Disclaimer: This site is not affiliated with the National Hurricane Center, Hurricane Hunters, Storm Prediction Center, or National Weather Service. ALL forecasts herein are the result of my analysis, and I am solely responsible for the content. As always, follow the NHC and Local NWS office guidelines, and your local Emergency Management officials for emergency decisions.
(T. F. “Storm” Walsh III)
For those who have donated to my site, your help has been greatly appreciated. For those not aware, donations to my site help me offset my out of pocket expenses…such as some of the model maps you view on here, which are only available due to my subscription to the corresponding sites. The F5 Data maps I post as well, is another out of pocket expense (monthly subscription). Updates to software (weather related), and costs for my domain name are also out of pocket to me. To donate, please click the DONATE button to the right. Any help you provide is immensely appreciated! Without your help, I may not be able to continue paying the monthly subscription charges for access to all of the best information I use in my forecasts.
Good evening everyone!
Looks like the large low/storm I mentioned a few days ago, is angry. Observations, satellite imagery and projections from both the global models and NAM regional model continue to indicated the area of low pressure moving right along the U.S. east coast, will and is undergoing “Explosive Cyclogenesis”. This is forecast to be a quick moving storm, and could be near the vicinity of Cape Cod within the next 24-30 hours. Models differ somewhat on exact track, however this low should track closer to the coast than previously forecast. Based on my analysis, looks as if the NAM and CRAS modeling may be accurate on this system. This low is forecast to attain near 950mb to sub 950mb pressures. Sustained winds of up to hurricane force are very possible, with higher gusts. Areas on the northern side of the system, may experience some coastal flooding and beach erosion. The backside of this low will pull down more bitterly cold air, and along with precip, will create blizzard conditions from a small portion of SC near the coast, northward to Maine. Seas well off the New England coast, near the storm center, may very well exceed 40+ft. Boaters and shipping interests should seek safe haven immediately.
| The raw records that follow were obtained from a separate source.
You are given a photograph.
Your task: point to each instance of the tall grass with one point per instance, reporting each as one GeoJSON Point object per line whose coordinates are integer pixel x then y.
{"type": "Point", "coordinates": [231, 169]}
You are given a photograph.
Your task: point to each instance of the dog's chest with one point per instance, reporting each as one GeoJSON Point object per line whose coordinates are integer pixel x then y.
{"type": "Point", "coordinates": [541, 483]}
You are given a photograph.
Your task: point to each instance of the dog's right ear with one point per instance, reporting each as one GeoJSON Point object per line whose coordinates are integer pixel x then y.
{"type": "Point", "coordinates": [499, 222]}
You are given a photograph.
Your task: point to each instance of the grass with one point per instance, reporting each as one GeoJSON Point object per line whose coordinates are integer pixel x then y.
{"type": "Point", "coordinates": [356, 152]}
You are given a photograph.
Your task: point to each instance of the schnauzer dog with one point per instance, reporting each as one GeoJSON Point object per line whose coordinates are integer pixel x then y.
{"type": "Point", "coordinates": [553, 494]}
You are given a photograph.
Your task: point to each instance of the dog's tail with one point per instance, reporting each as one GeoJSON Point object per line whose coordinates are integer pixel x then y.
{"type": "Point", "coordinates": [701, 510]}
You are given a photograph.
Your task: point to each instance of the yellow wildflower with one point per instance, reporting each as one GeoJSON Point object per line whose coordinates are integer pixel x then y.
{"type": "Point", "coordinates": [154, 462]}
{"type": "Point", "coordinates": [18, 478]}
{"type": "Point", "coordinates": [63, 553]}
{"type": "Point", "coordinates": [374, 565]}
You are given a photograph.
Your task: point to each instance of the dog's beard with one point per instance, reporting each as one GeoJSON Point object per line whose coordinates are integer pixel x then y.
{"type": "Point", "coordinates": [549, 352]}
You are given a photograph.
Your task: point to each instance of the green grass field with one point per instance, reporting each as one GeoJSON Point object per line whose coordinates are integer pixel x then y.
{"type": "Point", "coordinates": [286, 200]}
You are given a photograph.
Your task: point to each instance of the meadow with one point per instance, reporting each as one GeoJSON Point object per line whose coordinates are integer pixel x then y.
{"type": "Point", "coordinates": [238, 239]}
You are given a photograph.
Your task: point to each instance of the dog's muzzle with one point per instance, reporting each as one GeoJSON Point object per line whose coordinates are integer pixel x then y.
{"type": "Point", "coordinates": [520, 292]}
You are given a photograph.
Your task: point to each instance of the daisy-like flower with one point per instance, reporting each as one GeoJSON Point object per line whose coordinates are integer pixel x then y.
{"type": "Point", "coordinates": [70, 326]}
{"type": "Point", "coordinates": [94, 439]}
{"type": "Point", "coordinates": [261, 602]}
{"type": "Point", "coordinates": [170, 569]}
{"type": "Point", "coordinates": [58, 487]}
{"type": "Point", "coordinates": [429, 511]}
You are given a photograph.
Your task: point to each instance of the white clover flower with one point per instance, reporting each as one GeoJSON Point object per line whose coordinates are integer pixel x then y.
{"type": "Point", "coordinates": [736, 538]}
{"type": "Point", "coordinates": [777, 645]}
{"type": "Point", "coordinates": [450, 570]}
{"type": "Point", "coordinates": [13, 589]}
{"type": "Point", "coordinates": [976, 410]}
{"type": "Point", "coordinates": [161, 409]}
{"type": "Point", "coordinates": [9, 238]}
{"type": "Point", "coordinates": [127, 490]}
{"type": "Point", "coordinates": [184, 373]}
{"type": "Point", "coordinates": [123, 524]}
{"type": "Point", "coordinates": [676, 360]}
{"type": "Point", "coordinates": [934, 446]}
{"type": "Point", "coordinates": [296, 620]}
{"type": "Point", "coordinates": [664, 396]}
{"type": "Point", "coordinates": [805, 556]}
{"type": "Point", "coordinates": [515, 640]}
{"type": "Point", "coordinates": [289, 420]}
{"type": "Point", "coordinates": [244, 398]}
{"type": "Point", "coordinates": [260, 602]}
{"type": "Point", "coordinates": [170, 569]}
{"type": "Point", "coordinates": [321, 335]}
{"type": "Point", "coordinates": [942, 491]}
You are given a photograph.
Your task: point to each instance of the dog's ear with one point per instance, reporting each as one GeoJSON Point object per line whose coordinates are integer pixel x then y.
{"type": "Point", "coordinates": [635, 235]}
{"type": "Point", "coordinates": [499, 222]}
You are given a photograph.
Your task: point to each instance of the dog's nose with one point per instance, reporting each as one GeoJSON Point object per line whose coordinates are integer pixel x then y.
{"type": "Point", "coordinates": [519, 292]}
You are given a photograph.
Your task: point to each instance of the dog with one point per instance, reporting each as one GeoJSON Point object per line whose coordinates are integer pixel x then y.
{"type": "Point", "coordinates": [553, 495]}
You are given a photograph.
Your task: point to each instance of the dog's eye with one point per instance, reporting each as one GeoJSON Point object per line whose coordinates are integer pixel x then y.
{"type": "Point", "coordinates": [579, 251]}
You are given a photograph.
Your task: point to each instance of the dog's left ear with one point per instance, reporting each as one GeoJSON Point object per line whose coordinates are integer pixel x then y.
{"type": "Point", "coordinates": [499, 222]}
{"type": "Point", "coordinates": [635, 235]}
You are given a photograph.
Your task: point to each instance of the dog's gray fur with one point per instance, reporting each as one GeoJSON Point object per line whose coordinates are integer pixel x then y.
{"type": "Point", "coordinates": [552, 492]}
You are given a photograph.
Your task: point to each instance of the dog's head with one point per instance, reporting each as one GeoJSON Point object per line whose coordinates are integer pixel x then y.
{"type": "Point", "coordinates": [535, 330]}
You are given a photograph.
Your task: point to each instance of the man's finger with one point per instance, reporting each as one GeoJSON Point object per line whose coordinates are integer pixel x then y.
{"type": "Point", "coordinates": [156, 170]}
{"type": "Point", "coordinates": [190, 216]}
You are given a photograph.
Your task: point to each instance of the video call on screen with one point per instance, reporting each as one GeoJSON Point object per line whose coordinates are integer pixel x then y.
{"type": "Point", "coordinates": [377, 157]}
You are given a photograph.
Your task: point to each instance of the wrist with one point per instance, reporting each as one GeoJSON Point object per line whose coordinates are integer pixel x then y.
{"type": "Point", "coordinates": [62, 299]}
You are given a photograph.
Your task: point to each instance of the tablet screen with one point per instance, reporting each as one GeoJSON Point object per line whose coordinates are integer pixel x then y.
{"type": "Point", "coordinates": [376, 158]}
CRAS MODEL 30-36 HOUR FORECAST
NAM 24-30 HOUR FORECAST
NAM 72 HOUR SNOWFALL ACCUMULATION
GFS “KUCHERA” 144 HOUR ACCUMULATED SNOWFALL
ECMWF 72 HOUR
ECMWF 144 HOUR
GFS AND ECMWF48 HOUR MINIMUM TEMPERATURES FORECAST
Residents under warned areas should take the necessary action as warranted by their local NWS office. Click on the following map for local NWS real time updates. Once you click the map, click on your area. PLEASE…REMEMBER TO KEEP YOUR PETS INDOORS!
Elsewhere, it appears an area of low pressure has developed in the Caribbean south of Jamaica. The last visible/IR2 satellite loop images tend to indicate a fairly organized low.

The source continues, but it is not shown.